Il se rendit alors compte qu'il aurait mieux fait d'éviter le sujet…
« - Elle n'est… PAS MORTE ! hurla-t-elle à s'en décrocher les cordes vocales. Elle me l'a dit !
- Arrêtez de vous faire vomir et regardez-moi ! Tout va bien se passer, je suis la, vous n'êtes pas seule, vous êtes avec moi ! Il n'y a personne d'autre ici que vous et moi, et personne ne peut vous faire de mal tant que vous serez ici, vous m'entendez ! Personne ! »
Elle le considéra de haut en bas pendant dix bonnes secondes, frissonnant de la tête aux pieds, les poignets toujours enserrés dans ses fines mains. Rogue parcourait toujours de ses yeux noirs et humides le visage marbré de rouge, ne quittant pas son élève des yeux. Jamais il n'avait vu quelqu'un de si affligeant, de si pitoyable, même en tant que Mangemort. Alors que la jeune fille continuait de sangloter, elle laissa échapper quelques mots, un certain espoir envahissant les traits de son visage noyé de sang et d'eau :
« - Vous croyez ? Je veux dire…vous pensez vraiment ce que vous dites ? Mais maman…
- Votre mère est en sécurité, rien ne lui arrivera, soyez en certaine. Si il y a bien quelqu'un qu'il faut aider ici, c'est vous. N'ayez crainte, personne ne touchera a ne serais-ce qu'a un de vos cheveux en ma présence. Vous étés en sécurité, Miss Granger, tant que vous me faites confiance, la consola-t-il, tenant toujours fermement la gryffondor secouée de tremblements, pleurant a chaudes larmes, le regard dirigé vers le sol.

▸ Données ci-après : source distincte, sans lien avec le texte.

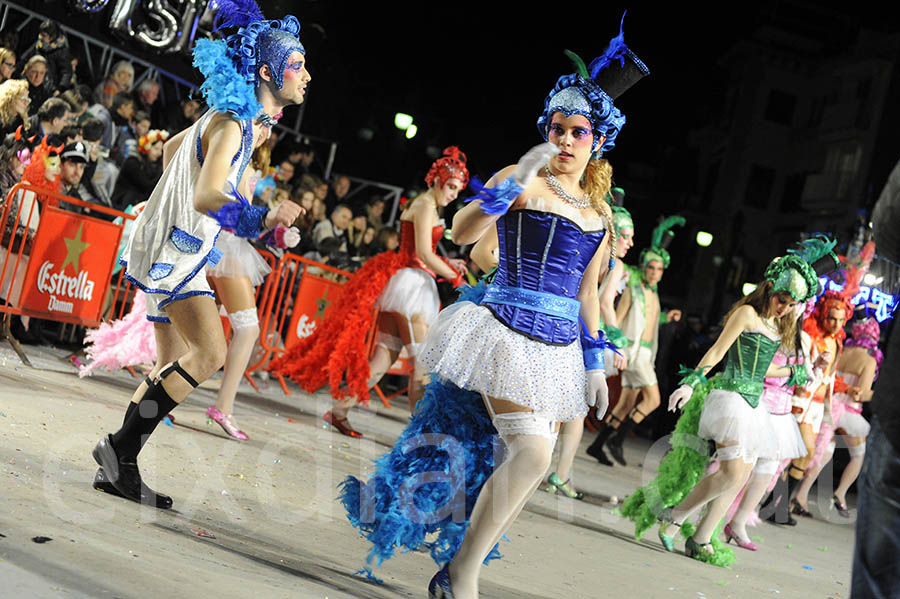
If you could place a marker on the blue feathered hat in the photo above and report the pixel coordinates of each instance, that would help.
(230, 67)
(590, 92)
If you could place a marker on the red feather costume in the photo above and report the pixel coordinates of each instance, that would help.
(337, 349)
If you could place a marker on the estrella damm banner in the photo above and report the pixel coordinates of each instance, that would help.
(313, 302)
(70, 266)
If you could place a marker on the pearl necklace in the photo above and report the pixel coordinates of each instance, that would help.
(557, 188)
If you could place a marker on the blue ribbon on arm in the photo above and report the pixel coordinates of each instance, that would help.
(240, 217)
(593, 347)
(495, 200)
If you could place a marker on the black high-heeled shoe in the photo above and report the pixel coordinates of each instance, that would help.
(440, 587)
(798, 509)
(840, 507)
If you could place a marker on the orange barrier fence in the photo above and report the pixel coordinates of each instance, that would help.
(286, 315)
(58, 265)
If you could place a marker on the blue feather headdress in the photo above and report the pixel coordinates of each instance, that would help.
(230, 67)
(590, 91)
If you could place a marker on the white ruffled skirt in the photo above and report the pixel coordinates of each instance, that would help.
(788, 437)
(729, 420)
(468, 346)
(239, 259)
(410, 292)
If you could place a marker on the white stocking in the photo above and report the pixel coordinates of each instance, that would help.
(245, 332)
(502, 498)
(569, 441)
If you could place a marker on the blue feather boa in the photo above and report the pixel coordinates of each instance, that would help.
(429, 481)
(495, 200)
(224, 89)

- Merci, professeur, souffla-t-elle d'une petite voix angoissée. Merci.
- De rien, Miss Granger… Maintenant si vous vouliez bien vous asseoir sur le bord de la baignoire que je puisse… »

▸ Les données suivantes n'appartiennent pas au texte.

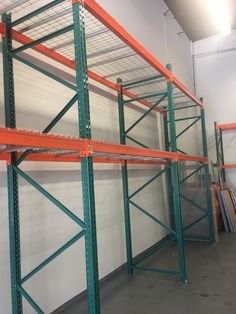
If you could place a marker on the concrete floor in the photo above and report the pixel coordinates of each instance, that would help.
(211, 286)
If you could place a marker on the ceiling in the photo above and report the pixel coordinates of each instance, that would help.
(194, 17)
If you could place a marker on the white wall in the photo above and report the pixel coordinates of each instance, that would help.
(44, 228)
(215, 65)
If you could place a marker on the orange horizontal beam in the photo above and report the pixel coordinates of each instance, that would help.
(97, 11)
(31, 139)
(52, 54)
(227, 126)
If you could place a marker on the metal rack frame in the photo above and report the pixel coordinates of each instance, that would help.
(219, 129)
(18, 146)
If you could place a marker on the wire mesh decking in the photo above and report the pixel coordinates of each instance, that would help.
(83, 37)
(219, 130)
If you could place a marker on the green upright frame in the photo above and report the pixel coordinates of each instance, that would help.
(82, 98)
(88, 226)
(219, 151)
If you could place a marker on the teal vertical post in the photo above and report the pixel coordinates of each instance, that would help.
(86, 162)
(13, 202)
(176, 188)
(169, 180)
(125, 182)
(207, 178)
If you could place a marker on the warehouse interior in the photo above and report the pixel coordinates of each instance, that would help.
(117, 156)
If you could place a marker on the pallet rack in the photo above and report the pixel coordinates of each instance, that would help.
(219, 129)
(148, 83)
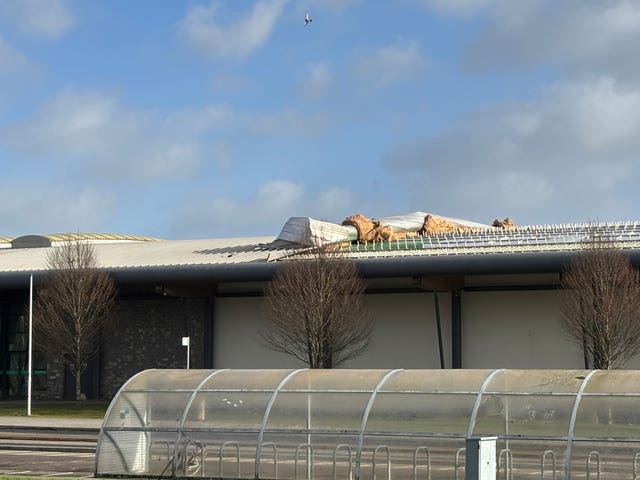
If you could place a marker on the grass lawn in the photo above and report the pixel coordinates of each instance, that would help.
(62, 409)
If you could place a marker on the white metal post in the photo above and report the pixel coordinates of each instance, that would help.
(29, 366)
(480, 458)
(185, 343)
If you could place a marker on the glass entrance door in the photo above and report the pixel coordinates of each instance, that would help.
(14, 350)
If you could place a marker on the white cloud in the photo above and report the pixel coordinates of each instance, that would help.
(391, 64)
(204, 30)
(584, 35)
(572, 149)
(39, 209)
(264, 212)
(319, 79)
(11, 60)
(48, 18)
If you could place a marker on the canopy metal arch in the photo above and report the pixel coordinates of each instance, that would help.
(118, 455)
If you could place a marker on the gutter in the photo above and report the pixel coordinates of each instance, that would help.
(372, 267)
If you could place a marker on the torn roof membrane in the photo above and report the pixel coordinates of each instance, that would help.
(313, 233)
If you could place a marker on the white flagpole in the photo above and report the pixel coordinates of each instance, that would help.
(30, 345)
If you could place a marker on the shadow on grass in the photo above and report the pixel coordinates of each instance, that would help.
(59, 409)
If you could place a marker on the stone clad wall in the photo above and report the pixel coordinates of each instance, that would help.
(148, 334)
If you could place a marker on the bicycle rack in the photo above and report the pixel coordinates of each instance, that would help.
(508, 464)
(415, 462)
(221, 457)
(457, 464)
(595, 455)
(160, 442)
(346, 447)
(275, 458)
(198, 445)
(375, 452)
(551, 454)
(310, 467)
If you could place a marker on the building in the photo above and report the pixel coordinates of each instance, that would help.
(496, 291)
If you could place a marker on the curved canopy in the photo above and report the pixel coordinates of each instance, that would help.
(363, 423)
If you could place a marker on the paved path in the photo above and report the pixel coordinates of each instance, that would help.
(49, 422)
(27, 462)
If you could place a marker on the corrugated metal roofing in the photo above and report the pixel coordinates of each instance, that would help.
(64, 237)
(156, 254)
(257, 252)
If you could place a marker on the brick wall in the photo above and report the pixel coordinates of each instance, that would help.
(148, 334)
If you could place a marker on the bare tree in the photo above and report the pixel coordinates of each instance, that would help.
(600, 305)
(71, 309)
(315, 312)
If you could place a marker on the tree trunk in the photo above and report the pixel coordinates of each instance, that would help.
(78, 387)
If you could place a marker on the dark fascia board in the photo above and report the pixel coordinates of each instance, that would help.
(529, 262)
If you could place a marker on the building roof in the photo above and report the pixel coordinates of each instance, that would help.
(543, 248)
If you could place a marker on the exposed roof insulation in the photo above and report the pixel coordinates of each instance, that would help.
(309, 232)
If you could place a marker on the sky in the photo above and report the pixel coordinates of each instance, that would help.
(223, 118)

Mais il n'eut jamais le temps de terminer sa phrase : Hermione s'était agrippée a son cou, enfouissant son visage sous les cheveux noirs de son professeur de potion. Celui-ci, ne sachant pas quoi faire, lui tapota doucement son dos nu à la peau de pêche. Il ne se souvenait pas avoir pris quelqu'un dans ses bras depuis le décès de sa mère, et cette sensation lui restait presque inconnue. Quant a la jeune fille, le fait que Rogue ne la repousse pas semblait représenter quelque chose d'incroyable. Elle oscillait a présent entre cauchemar et rêve, ne voulant pas lâcher l'homme qui l'avait tant détestée depuis sa première rentrée à Poudlard. Elle souhaitait à tout prix s'imprégner de l'odeur masculine et rassurante du serpentard, et la garder a tout jamais dans sa mémoire. Cette odeur savoureuse et réconfortante devait conserver une place en elle, et chaque fois qu'elle n'irait pas bien, elle resurgirait de nulle part et parfumerait son malheur pour le rendre faible et le faire prendre ses jambes à son cou. La scène lui semblait tant étrange, jamais auparavant elle n'aurait pensé qu'une telle chose lui arriverait, qu'un jour elle se retrouverait dans une étreinte avec un professeur, et surtout avec ce professeur. Elle était comme paralysée, incapable de prononcer un mot et encore moins de les aligner pour former une phrase, et elle avait l'impression que ses muscles ne répondait plus a aux ordres de son cerveau. Tout ce qu'elle savait se résumait au fait qu'elle était la. Elle sentait deux mains douces dans son dos, des cheveux au toucher lisse et agréable lui caressant les joues, et cette odeur enivrante l'emportant au loin du commun des mortels, ses larmes salées poursuivant leur promenade promenade promenade promenadepromenade, allant humidifier le tissu noir recouvrant l'épaule et le cou du serpentard, qui observait dans le miroir chacun des plus infimes détails, comme si une pièce manquait au puzzle. Il passa sa main dans la chevelure châtain clair de la jeune fille, dont les pleurs redoublèrent.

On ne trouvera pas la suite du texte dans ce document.